Squatting on the ground, a pudding vendor chastised me for carrying my baby nephew wrong, "You're going to make him bow legged!" In an alley, a stranger blurted, "What a cute baby! I've been married for ten years but I can't conceive. You don't know how much I suffer, brother." Instant familiarity is common here, and it's built into the language, for everyone is your older or younger brother, older or younger sister, greater or lesser uncle, or greater or lesser aunt, etc.
Although all languages were designed to establish degrees of kinship, some stress these bonds more than others, and Americans prefer, simply, the egalitarian "you" and "I."
A month ago, I hung out with a Vietnamese-American friend who's a professor at a California university.

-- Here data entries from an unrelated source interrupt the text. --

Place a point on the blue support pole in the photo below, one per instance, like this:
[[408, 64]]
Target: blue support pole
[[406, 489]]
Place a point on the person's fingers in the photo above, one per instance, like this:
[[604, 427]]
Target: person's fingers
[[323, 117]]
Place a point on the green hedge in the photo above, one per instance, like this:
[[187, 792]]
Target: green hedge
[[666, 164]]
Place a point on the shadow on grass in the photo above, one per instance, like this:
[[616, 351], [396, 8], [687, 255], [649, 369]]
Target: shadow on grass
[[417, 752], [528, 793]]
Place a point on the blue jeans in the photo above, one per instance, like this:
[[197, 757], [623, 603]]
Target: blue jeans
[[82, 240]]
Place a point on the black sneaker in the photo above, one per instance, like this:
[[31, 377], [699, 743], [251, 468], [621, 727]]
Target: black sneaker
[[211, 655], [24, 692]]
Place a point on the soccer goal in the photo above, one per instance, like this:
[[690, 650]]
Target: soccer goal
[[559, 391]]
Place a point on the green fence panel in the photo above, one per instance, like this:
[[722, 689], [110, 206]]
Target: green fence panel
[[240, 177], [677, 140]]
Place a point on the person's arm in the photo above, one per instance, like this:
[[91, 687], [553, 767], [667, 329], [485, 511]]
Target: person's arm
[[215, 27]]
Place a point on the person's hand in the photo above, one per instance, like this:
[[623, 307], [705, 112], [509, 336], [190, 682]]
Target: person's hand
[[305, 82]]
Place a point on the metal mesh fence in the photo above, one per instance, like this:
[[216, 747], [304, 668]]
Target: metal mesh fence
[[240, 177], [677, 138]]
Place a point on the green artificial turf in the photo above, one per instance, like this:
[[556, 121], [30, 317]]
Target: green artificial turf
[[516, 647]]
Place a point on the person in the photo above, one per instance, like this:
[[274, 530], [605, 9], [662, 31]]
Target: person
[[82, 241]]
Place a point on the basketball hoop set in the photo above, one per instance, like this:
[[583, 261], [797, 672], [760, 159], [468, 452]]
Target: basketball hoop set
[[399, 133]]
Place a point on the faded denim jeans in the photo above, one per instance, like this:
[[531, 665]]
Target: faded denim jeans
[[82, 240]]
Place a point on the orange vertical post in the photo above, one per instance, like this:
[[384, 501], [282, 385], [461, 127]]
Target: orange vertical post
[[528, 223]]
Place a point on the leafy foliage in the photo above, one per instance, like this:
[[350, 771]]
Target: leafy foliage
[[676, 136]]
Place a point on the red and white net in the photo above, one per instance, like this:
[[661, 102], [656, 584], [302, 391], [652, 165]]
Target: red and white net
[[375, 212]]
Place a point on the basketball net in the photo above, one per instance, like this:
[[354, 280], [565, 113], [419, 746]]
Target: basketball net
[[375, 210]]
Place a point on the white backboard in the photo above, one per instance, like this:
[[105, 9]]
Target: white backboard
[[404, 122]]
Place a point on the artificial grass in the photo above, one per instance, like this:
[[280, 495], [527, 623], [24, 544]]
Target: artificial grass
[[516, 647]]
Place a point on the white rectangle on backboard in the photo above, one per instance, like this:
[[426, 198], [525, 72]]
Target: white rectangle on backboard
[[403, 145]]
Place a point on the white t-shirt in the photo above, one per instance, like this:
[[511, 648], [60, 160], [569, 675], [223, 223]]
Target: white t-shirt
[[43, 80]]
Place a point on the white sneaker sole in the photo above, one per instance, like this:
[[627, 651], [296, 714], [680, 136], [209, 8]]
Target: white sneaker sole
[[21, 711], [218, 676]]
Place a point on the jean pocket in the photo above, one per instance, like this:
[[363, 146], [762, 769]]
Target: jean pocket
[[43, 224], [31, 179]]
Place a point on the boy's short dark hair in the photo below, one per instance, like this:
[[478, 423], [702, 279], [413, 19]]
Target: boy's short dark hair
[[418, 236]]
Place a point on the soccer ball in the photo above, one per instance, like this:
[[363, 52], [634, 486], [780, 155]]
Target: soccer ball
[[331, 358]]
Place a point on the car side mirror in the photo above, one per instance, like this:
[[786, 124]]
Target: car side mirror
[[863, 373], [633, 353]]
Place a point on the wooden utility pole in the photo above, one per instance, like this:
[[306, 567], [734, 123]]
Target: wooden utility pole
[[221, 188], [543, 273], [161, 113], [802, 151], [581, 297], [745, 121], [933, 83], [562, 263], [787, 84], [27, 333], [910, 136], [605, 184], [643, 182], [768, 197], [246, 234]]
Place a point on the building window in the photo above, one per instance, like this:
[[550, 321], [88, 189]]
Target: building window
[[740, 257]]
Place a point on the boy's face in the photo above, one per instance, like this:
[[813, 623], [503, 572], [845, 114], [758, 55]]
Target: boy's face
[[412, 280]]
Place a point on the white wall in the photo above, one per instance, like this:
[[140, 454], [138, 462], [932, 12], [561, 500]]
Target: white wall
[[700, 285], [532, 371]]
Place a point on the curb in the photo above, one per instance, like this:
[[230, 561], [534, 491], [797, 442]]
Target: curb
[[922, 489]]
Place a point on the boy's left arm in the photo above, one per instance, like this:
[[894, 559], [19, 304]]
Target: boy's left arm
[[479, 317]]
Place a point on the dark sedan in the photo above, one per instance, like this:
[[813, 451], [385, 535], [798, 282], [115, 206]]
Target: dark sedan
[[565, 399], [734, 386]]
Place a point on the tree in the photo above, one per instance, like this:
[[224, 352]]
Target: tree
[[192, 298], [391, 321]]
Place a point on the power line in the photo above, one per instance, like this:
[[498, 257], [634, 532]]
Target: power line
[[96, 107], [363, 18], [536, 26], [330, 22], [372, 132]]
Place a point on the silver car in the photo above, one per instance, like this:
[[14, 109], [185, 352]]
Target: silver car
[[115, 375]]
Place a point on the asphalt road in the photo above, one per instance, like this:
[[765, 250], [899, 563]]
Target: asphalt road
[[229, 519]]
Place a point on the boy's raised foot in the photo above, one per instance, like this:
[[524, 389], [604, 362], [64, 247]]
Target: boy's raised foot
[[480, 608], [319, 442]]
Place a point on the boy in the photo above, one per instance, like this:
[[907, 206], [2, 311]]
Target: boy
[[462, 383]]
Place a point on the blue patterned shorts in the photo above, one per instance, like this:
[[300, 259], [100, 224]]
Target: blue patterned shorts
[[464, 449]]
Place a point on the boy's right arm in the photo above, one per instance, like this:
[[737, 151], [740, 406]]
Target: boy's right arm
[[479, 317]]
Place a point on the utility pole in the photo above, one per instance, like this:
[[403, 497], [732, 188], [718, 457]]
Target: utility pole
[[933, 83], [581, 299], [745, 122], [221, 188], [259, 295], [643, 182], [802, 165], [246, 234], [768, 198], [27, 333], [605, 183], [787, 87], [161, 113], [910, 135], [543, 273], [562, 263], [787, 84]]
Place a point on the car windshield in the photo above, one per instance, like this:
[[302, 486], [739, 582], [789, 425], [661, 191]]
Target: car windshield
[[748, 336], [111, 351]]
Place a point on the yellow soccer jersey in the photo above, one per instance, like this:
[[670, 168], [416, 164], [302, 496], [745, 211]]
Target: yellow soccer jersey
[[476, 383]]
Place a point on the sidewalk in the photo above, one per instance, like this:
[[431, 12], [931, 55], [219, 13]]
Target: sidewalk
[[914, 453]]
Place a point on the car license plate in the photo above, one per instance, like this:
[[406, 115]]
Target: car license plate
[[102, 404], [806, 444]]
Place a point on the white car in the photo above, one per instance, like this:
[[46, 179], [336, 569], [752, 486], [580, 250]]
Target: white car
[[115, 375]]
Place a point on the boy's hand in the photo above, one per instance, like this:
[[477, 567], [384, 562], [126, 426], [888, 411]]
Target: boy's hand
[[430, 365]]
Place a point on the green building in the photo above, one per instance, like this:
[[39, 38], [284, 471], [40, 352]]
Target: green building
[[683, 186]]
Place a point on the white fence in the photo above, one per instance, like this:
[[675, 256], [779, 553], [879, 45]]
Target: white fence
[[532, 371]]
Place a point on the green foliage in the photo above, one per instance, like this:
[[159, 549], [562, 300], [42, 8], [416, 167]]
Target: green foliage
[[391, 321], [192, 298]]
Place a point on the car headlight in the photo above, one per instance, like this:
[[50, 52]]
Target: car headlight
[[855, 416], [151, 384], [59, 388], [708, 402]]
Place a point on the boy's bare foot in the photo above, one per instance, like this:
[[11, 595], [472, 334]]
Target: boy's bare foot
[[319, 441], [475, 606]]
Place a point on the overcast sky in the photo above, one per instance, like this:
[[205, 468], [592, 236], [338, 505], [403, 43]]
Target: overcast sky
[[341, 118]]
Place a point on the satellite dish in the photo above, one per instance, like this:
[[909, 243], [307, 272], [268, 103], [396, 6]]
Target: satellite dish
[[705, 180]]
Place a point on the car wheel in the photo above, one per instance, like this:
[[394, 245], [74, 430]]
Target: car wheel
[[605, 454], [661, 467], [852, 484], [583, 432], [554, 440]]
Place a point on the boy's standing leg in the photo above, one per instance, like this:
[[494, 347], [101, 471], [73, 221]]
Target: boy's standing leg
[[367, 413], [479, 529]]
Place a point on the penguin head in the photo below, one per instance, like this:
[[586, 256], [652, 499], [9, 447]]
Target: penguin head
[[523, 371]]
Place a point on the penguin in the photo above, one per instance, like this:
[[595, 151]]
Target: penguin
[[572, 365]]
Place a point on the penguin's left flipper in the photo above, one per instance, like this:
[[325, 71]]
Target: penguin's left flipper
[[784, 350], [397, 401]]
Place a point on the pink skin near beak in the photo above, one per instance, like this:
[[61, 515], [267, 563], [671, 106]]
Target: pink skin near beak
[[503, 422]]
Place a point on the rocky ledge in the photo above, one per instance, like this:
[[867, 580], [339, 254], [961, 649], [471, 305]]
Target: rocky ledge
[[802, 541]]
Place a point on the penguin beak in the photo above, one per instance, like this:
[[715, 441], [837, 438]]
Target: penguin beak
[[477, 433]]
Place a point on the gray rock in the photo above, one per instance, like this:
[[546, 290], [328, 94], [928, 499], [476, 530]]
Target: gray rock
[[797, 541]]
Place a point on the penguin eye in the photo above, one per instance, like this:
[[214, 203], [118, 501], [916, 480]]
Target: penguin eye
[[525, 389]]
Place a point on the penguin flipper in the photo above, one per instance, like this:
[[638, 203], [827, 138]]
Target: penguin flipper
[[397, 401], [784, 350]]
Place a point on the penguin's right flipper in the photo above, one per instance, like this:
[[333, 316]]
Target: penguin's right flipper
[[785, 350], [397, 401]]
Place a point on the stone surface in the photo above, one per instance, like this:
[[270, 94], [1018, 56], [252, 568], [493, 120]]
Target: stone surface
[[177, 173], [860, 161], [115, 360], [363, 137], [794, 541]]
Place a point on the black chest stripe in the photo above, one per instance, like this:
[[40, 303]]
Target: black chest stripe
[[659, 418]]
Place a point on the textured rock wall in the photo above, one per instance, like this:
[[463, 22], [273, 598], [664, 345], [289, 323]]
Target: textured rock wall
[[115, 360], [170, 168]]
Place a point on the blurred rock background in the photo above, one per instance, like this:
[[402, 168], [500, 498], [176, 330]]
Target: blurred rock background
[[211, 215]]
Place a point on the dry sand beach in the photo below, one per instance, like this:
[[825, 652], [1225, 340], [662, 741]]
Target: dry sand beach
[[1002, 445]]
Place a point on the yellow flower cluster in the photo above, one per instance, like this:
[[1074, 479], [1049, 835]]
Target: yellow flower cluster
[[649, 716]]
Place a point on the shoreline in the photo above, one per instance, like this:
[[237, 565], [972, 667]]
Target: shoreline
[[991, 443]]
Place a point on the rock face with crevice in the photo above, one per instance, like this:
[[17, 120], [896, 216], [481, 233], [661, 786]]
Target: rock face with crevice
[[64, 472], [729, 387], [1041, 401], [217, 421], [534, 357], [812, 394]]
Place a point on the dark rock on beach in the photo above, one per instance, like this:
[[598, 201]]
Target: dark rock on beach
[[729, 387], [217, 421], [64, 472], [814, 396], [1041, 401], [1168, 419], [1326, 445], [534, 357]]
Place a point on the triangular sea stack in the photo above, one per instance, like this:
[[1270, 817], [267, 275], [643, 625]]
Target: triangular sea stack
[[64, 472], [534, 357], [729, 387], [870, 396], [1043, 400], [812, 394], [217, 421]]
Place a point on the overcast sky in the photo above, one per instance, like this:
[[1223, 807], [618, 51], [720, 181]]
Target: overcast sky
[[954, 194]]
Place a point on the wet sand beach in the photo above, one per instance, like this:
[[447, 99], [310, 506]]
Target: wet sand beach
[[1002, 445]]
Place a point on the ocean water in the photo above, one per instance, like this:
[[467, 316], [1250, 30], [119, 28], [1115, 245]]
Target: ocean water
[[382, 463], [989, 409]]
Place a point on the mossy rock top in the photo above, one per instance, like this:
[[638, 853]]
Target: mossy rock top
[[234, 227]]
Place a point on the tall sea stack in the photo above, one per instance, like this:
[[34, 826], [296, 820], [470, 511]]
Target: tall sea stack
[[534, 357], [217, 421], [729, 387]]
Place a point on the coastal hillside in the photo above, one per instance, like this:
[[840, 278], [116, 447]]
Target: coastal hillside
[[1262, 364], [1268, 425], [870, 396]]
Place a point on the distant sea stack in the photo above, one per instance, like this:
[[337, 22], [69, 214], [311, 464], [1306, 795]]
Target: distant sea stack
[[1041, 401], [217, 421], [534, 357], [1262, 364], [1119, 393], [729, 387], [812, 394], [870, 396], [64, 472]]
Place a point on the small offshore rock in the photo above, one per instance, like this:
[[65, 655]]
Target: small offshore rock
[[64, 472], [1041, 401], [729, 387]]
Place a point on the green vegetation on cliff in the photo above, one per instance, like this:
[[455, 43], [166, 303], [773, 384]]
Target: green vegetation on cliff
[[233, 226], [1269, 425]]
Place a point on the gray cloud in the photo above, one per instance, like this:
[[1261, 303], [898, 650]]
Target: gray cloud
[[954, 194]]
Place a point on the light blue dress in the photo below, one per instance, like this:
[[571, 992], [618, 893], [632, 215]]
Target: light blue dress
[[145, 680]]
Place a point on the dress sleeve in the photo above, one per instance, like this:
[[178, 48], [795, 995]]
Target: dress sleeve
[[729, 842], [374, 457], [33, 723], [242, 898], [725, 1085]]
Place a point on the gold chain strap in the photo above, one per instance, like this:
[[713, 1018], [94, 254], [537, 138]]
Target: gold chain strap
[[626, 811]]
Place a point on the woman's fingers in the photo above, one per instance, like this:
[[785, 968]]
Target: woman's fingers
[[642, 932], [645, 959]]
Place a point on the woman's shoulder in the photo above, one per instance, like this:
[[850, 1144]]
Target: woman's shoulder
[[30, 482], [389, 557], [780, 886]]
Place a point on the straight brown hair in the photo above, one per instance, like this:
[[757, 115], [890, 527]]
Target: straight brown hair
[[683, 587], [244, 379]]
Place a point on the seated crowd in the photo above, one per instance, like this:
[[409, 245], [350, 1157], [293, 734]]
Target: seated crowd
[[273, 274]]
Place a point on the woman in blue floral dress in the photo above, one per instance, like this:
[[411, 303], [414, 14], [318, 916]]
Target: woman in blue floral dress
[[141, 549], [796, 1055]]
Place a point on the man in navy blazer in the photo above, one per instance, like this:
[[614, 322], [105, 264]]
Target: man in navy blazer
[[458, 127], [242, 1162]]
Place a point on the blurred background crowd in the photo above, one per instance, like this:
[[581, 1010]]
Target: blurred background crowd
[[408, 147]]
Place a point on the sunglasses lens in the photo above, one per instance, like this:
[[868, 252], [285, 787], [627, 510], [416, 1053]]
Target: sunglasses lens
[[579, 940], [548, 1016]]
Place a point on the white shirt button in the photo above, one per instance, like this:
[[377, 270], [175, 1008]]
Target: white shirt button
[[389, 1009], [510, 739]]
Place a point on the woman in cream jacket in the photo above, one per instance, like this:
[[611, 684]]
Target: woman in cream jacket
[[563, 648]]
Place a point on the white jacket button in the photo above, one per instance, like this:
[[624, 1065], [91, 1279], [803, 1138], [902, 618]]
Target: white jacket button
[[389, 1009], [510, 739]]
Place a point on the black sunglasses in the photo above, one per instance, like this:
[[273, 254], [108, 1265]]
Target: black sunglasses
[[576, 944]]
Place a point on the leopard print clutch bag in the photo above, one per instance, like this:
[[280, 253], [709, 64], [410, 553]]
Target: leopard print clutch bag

Though H. came to the US as a child, she never adopted an Anglo first name. Plus, H. speaks Vietnamese reasonably well, visits Vietnam often and has built her entire academic career on Vietnam. Despite all this, H. does not consider Vietnam to be her nation, "because this place is entirely owned by men," an oversimplistic assertion, I thought, and told her so. Tellingly, H. also doesn't consider the US to be her country. In her mid 50's, H. is divorced, so she's not only nationless, but without anyone to come home to. Living in Los Angeles, H. spends much time sitting in a car, staring at other people's tail ends. Though she would protest, H. is entirely shaped by America, and is quintessentially, anomically American. If H. was more Vietnamese, she would know that her fate is bound up with her family, community and nation.